L’histoire des coopérations en matière d’armement montre que des échecs retentissants côtoient de très belles réussites… Elle dit aussi que les succès sont en fait peu prévisibles, et que les projets les mieux bâtis ne sont pas toujours ceux qui aboutissent…
Un nécessaire alignement des planètes
Pour réussir une coopération, il faut impérativement que soient réunis plusieurs prérequis (ou « convergences ») : des conditions sans lesquelles il est illusoire de vouloir mettre en place un projet solide :
- Des besoins militaires similaires : les partenaires doivent être en mesure d’harmoniser leurs besoins ; ils doivent également être disposés à faire des concessions pour éviter que le besoin final ne soit la simple addition des besoins des armées parties prenantes…

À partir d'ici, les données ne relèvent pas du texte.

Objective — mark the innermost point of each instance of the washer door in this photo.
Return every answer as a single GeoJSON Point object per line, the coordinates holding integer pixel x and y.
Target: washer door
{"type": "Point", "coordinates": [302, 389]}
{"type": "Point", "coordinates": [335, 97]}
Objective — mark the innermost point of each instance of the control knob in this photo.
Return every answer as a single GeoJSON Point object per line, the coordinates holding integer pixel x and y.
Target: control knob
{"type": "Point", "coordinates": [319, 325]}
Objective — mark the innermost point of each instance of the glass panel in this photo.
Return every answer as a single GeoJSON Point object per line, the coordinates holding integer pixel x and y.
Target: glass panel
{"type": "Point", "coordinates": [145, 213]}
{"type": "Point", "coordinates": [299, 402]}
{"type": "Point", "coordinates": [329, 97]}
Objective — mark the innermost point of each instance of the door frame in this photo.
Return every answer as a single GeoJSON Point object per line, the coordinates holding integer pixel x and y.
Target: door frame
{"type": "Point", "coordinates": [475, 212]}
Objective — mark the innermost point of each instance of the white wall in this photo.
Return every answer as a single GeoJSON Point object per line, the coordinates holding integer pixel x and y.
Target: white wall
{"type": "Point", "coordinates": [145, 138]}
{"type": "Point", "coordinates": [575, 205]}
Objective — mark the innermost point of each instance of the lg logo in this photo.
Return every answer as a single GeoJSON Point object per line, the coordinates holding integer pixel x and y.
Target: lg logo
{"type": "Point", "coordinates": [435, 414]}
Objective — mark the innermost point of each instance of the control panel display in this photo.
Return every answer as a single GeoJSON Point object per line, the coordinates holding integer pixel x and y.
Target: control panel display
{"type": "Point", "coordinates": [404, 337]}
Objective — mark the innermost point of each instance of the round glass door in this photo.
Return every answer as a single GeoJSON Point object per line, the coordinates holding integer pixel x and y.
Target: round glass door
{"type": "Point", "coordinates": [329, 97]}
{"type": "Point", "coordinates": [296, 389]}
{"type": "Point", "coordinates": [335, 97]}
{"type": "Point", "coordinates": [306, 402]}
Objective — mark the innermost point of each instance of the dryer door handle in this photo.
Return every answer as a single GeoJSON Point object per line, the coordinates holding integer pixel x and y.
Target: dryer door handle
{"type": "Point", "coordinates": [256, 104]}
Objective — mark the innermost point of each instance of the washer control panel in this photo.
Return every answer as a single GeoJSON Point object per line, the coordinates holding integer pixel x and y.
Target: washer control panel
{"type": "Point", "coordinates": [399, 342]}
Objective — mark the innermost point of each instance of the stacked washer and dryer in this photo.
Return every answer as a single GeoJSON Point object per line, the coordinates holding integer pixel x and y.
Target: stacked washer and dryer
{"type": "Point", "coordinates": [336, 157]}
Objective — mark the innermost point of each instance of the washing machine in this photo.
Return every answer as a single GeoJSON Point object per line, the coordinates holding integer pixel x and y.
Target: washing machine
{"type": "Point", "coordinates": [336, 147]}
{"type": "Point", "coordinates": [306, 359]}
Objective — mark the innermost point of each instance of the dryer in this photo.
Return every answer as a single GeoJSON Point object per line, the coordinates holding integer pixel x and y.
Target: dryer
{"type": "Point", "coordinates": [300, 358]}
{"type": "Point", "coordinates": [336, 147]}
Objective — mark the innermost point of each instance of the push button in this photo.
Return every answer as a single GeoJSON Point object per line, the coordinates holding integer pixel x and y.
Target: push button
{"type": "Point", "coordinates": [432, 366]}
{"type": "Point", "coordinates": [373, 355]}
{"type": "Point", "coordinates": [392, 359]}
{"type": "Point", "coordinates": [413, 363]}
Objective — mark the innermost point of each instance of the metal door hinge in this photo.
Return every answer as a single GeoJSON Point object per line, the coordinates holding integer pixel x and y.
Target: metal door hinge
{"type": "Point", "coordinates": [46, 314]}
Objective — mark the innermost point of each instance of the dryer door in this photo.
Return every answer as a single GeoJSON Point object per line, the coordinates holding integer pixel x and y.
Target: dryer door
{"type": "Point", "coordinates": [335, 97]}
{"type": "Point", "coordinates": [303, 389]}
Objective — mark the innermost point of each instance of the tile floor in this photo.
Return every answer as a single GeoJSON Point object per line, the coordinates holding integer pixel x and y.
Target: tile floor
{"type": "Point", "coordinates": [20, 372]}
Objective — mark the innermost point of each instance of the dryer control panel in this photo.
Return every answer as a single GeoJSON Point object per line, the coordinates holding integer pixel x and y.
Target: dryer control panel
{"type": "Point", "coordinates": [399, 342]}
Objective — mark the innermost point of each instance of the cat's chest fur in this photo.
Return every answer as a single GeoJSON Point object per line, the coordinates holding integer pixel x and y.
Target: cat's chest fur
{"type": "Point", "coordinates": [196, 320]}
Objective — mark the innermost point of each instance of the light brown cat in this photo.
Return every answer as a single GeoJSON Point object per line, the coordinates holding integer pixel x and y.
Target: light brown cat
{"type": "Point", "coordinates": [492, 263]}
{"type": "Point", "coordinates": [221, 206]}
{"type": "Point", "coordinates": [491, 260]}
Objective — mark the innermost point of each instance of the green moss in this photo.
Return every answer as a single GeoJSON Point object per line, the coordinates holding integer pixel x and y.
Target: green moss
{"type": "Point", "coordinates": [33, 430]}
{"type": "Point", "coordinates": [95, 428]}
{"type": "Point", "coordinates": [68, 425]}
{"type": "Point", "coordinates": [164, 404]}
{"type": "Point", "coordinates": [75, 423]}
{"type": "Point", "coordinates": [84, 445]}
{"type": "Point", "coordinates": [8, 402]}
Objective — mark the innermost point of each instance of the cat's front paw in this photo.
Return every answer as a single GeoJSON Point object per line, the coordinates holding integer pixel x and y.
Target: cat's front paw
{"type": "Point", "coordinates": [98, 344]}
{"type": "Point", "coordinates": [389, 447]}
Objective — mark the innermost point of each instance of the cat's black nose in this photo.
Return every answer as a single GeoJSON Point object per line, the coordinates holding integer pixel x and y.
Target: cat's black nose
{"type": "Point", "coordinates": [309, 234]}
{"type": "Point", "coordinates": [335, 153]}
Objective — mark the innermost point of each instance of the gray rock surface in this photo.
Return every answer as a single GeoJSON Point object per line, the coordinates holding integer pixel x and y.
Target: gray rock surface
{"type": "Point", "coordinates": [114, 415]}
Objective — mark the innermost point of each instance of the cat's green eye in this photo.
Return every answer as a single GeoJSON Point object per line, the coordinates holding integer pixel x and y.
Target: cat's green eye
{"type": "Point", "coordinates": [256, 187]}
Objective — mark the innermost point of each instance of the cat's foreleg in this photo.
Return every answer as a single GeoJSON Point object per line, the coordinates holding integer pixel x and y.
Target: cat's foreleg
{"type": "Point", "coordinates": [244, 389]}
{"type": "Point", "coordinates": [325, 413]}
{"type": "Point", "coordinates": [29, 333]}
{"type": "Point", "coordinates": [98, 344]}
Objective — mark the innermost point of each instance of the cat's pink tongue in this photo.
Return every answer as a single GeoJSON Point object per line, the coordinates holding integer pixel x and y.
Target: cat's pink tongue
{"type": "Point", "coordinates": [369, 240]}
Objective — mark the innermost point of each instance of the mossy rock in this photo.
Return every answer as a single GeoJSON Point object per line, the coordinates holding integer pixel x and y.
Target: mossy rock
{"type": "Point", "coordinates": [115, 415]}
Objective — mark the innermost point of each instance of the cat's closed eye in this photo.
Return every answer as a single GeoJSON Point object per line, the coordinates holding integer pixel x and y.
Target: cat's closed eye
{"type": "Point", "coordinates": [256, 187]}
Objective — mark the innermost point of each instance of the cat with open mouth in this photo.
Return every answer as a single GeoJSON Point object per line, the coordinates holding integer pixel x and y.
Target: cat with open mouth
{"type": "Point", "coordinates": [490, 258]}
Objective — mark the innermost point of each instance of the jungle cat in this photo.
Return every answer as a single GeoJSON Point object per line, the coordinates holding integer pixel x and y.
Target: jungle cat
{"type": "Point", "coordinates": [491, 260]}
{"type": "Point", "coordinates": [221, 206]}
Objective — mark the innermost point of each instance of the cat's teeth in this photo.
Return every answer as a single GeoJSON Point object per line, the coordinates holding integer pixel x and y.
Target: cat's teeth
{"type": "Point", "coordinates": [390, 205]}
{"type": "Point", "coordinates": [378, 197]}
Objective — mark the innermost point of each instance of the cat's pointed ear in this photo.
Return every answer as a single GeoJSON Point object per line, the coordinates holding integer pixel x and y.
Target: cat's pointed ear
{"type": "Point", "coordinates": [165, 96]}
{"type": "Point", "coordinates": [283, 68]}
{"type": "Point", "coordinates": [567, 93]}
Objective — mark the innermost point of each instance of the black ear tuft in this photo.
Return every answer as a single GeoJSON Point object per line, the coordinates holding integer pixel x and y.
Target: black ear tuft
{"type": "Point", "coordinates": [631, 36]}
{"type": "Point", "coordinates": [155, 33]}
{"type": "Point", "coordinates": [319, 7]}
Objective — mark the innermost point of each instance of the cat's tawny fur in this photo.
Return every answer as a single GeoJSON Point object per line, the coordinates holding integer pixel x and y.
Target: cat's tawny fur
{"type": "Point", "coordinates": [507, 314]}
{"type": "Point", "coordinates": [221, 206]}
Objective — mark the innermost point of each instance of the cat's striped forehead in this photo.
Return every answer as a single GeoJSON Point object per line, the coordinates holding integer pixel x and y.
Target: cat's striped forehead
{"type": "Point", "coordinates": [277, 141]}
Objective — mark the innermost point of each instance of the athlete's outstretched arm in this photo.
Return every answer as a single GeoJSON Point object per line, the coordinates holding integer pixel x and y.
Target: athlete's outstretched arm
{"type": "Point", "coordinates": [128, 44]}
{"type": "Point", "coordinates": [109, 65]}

- Des niveaux de ressources allouées de même ampleur : une bonne coopération se construit autour de niveaux d’ambition comparables, qui se traduisent par des crédits à consacrer qui ne conduisent pas à des solutions divergentes.
- Des calendriers compatibles : si les échéances auxquelles les équipements des générations antérieures doivent être remplacées ne sont pas les mêmes, on risque des tensions, tous les partenaires ne prévoyant pas de fonctionner pas au même rythme…
- Des capacités industrielles complémentaires : dans une coopération qui « marche bien », il convient que chacun des partenaires puisse nourrir sa propre industrie nationale ; si ce n’est pas le cas, on rentre dans un autre schéma, qui est plus proche de l’export…
- De moindres coûts par effet « d’échelle »
Un des attendus principaux d’une coopération est celui de coûts de possession moins élevés :
- Le fait de n’avoir qu’un seul bureau d’étude développant un unique objet permet de mutualiser dès le départ les coûts de R&D ; c’est le bénéfice principal qui est à espérer d’une coopération réussie.
- Les chaînes de production peuvent ensuite être optimisées, rester plus longtemps actives, et livrer successivement les matériels attendus aux différents partenaires.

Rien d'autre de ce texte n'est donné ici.